Cari Blog Ini

Selasa, 16 Juni 2015

Kisah Seorang Pengemis Demi Menggapai Ilmu

 
“Selamat Datang Ilmu”
Oleh: Agustin Az-zahra

"Dimuat dalam Antologi Cerpen bersama Penerbit Aria Mandiri"


Namaku Bintang. Setiap hari aku selalu berada di tengah-tengah kerumunan orang yang akan bekerja. Di sudut jalan, menadahkan tangan demi sesuap nasi.
Hati kecilku berontak, aku sedih, aku marah, aku iri melihat anak-anak sebayaku memakai seragam merah putih dengan wajah riang berangkat sekolah. Aku selalu membayangkan kapan aku bisa seperti mereka.Tersenyum, tertawa gembira bermain dengan teman-teman. Sedangkan aku, hanya bisa pasrah dengan keadaan.
Seperti biasa aku dan ibuku berada di sudut jalan, meminta-minta belas kasihan orang. Dalam  sehari, kami bisa berganti-ganti tempat sebanyak tiga kali.
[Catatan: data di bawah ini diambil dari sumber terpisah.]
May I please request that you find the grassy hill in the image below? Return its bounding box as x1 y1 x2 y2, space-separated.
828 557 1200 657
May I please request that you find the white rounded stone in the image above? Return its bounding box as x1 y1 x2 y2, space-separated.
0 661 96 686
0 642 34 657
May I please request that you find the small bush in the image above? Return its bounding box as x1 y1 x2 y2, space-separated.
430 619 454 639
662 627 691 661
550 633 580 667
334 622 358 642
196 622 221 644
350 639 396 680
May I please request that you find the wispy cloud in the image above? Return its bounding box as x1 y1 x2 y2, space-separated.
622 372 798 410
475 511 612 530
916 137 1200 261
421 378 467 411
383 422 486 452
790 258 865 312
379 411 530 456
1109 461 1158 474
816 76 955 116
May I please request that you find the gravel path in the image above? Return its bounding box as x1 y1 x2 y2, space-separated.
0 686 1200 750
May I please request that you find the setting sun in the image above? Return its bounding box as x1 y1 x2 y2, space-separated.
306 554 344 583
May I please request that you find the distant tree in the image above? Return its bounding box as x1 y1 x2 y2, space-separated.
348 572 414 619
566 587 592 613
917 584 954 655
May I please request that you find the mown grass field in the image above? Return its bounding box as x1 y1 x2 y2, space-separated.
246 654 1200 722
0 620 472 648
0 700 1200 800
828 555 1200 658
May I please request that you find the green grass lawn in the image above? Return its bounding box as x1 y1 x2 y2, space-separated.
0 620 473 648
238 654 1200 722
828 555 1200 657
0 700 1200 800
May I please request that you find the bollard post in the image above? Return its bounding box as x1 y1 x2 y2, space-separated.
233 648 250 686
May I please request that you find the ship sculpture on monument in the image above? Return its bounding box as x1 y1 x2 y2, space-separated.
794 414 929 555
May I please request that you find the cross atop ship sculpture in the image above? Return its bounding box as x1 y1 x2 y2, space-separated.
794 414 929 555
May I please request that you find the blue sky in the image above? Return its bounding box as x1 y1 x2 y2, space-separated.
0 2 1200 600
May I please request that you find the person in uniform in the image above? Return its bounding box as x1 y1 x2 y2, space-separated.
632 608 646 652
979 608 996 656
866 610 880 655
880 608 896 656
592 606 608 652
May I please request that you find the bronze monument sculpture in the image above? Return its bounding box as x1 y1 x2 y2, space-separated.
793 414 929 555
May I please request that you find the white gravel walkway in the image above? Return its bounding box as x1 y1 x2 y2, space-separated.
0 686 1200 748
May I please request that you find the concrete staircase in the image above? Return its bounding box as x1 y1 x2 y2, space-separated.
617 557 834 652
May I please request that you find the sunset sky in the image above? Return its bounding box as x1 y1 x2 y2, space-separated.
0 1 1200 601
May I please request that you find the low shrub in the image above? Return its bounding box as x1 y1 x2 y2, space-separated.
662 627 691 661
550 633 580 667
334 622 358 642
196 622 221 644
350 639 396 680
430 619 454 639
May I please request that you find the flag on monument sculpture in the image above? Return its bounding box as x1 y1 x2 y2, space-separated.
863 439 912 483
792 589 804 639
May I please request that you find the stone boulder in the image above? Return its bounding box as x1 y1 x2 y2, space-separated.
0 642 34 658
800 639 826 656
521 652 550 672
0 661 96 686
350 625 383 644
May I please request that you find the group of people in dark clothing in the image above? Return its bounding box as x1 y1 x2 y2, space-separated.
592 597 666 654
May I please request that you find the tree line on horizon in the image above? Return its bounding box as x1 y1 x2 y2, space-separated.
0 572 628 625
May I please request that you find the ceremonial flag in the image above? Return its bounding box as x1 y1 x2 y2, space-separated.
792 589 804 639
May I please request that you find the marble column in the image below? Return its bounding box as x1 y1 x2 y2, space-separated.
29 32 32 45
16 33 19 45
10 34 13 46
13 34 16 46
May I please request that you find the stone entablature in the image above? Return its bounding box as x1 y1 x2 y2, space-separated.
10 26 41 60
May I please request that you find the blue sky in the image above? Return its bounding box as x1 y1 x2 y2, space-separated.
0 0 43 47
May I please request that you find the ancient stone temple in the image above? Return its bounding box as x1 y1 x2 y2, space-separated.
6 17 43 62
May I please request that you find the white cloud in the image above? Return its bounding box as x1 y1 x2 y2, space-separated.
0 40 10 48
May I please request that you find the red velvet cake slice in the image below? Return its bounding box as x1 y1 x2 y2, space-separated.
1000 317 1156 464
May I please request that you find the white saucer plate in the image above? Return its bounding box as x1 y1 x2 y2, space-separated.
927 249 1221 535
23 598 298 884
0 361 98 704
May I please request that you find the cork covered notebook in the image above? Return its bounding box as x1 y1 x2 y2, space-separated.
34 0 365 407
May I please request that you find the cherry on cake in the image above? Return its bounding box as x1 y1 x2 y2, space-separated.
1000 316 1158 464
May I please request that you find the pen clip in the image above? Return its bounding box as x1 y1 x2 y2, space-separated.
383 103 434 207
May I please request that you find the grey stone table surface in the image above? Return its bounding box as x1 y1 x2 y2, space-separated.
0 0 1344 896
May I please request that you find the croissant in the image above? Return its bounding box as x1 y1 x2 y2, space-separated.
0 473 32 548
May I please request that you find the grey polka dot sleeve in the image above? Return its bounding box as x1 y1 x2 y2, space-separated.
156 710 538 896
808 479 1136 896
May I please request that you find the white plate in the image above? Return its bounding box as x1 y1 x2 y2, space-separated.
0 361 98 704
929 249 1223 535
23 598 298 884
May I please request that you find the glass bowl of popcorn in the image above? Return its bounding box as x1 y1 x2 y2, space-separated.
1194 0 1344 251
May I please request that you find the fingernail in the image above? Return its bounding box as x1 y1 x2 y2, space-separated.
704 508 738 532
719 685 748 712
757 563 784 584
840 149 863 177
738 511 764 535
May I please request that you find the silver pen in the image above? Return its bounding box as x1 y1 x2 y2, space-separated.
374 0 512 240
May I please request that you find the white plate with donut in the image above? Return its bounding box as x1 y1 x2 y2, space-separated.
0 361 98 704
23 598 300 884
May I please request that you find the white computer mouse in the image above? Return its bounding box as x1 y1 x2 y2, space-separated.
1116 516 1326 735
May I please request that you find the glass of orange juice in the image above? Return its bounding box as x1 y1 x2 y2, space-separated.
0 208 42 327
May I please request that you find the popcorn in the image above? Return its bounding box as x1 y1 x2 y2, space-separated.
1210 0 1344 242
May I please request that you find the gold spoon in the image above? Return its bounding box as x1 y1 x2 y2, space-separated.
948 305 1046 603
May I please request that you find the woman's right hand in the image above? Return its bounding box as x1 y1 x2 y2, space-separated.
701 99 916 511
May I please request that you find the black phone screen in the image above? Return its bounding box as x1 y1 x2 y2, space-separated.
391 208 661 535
Pagi hari di pabrik, siang hari di perempatan lampu merah, dan menjelang sore hari di sekitar terminal. Penghasilan kami dalam sehari sebenarnya cukup untuk hanya sekedar makan, namun sayangnya kami harus memberikan uang kami sebagiannya kepada kepala preman di tempat kami tinggal, di bawah kolong jembatan dengan kondisi yang tidak layak disebut rumah, hanya kardus-kardus dan atap jerami yang dibentuk kotak untuk tempat kami tidur. Ya, beginilah nasib orang pinggiran seperti kami.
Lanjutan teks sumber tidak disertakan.